The engineer's primary role is to develop practical solutions to society's many and varied needs. As demonstrated in this video from the Sciencenter in Ithaca, New York, engineering work — which requires creativity, a knack for problem solving, and lots of training — is seldom boring and can be highly rewarding. For some engineers, the challenge may be to maintain clean and healthy water conditions for aquarium inhabitants. For others, the work they do may be isolated from public view and involve the cutting edge of technology.
Do you want to know how information gets from one place to another over the Internet? Ask an electrical engineer. Some electrical engineers work in power generation and distribution facilities, while others, like the one featured in this video segment, are responsible for keeping fiber-optic systems — one of the most recent advances in data communications — running smoothly and efficiently.
Fiber-optic systems can transmit larger amounts of information more quickly and more reliably over long distances than can conventional electrical systems, which use metal-wire cables. For this reason, fiber optics is optimally suited for computer networks, including the Internet.
Fiber-optic cables are made up of hair-thin strands of transparent glass. As with an electrical cable, which is typically made of many individual copper wires, an optical cable is an arrangement of hundreds or thousands of optical fibers. The core, or thin glass center of each fiber, carries information encoded in a light signal. Surrounding the core is cladding, which functions to contain light within the core. Plastic coating called buffer coating surrounds the cladding, protecting the fiber from damage.
Here's how fiber-optic systems work. A transmitter converts an electrical analog or digital signal into a corresponding light signal. The light signal is then reflected along the fiber's core. As it travels, it continuously bounces off the reflective cladding until it reaches its destination: the optical receiver. Once there, the light signal is decoded into a replica of the original electrical signal. If the distance is particularly long between transmitter and receiver — as for transatlantic phone calls — an optical regenerator may be used to "boost" the light signal along the way.

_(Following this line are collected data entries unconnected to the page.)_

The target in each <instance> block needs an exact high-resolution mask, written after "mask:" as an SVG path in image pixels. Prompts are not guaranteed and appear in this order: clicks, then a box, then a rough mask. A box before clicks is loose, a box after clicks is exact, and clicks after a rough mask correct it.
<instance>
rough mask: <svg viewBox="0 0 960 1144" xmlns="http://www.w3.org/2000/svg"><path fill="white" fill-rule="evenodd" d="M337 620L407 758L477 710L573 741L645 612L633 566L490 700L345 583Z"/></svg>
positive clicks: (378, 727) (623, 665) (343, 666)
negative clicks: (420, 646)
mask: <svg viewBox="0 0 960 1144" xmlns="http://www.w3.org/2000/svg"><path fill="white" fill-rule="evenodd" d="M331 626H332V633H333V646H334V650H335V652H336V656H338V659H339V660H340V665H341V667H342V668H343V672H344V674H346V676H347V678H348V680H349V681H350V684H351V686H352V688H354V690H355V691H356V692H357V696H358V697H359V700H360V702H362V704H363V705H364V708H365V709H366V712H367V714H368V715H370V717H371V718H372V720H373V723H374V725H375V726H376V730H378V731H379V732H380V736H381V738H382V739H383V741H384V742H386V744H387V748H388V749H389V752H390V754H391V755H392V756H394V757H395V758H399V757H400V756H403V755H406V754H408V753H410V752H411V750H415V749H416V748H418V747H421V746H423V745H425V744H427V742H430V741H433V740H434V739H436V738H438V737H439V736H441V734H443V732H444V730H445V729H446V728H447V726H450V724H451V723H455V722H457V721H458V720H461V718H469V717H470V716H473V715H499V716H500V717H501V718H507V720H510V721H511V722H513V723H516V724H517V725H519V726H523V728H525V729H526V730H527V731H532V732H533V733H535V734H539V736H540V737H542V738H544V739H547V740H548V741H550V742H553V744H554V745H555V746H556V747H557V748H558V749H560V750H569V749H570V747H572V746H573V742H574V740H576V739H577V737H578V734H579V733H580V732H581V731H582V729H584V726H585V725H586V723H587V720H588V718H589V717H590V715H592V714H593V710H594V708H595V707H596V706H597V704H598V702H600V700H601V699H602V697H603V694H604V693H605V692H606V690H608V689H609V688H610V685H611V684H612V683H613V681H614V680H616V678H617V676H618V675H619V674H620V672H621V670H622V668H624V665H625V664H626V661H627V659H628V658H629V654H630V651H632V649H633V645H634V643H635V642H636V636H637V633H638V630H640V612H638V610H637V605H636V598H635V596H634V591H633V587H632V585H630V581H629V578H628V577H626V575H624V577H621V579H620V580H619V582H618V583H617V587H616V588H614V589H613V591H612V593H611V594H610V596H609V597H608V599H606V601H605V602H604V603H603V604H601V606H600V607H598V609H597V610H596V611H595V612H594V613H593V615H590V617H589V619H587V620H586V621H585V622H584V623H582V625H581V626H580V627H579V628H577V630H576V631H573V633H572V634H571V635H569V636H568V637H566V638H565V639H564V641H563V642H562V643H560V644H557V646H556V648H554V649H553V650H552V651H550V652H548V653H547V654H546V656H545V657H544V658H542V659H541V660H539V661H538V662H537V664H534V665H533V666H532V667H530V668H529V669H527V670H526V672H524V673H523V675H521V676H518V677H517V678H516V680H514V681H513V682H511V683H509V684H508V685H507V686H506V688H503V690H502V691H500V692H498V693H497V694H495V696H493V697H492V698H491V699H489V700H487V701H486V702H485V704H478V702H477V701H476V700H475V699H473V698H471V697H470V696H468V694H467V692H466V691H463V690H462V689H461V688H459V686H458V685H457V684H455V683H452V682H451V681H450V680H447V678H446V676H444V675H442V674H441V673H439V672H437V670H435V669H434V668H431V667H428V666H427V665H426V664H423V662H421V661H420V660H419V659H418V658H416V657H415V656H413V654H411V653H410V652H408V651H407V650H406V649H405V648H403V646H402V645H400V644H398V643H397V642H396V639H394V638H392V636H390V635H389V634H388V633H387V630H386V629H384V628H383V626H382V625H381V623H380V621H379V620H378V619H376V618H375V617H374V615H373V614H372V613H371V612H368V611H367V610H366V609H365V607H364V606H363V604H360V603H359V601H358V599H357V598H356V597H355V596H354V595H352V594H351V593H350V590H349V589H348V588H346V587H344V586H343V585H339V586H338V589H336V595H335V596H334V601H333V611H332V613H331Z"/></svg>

Because the cladding does not absorb any light, the signal can travel a very long way with no significant loss. This translates into stronger and faster data transmission, which means clearer phone conversations and the ability to send and receive large data files, such as videos. Since tiny impurities found in the glass core will result in the loss of the signal, electrical engineers seek to remove such impurities.
Fiber-optic systems are less expensive than conventional metal wire ones, largely because cables made of glass are cheaper to produce than copper ones. Optical fibers are also thinner, so more fibers can be bundled into a given diameter of cabling. These additional transmission lines allow for the delivery of more data, which translates into an increase in bandwidth.
Despite their many advantages over copper-wire cable systems, fiber-optic systems must still be physically installed, which means digging trenches, submerging lines, or stringing cables through a building's infrastructure. All of these activities are time-consuming, expensive, and often disruptive to the environment. Before long, emerging high-speed wireless technologies may replace fiber-optic systems.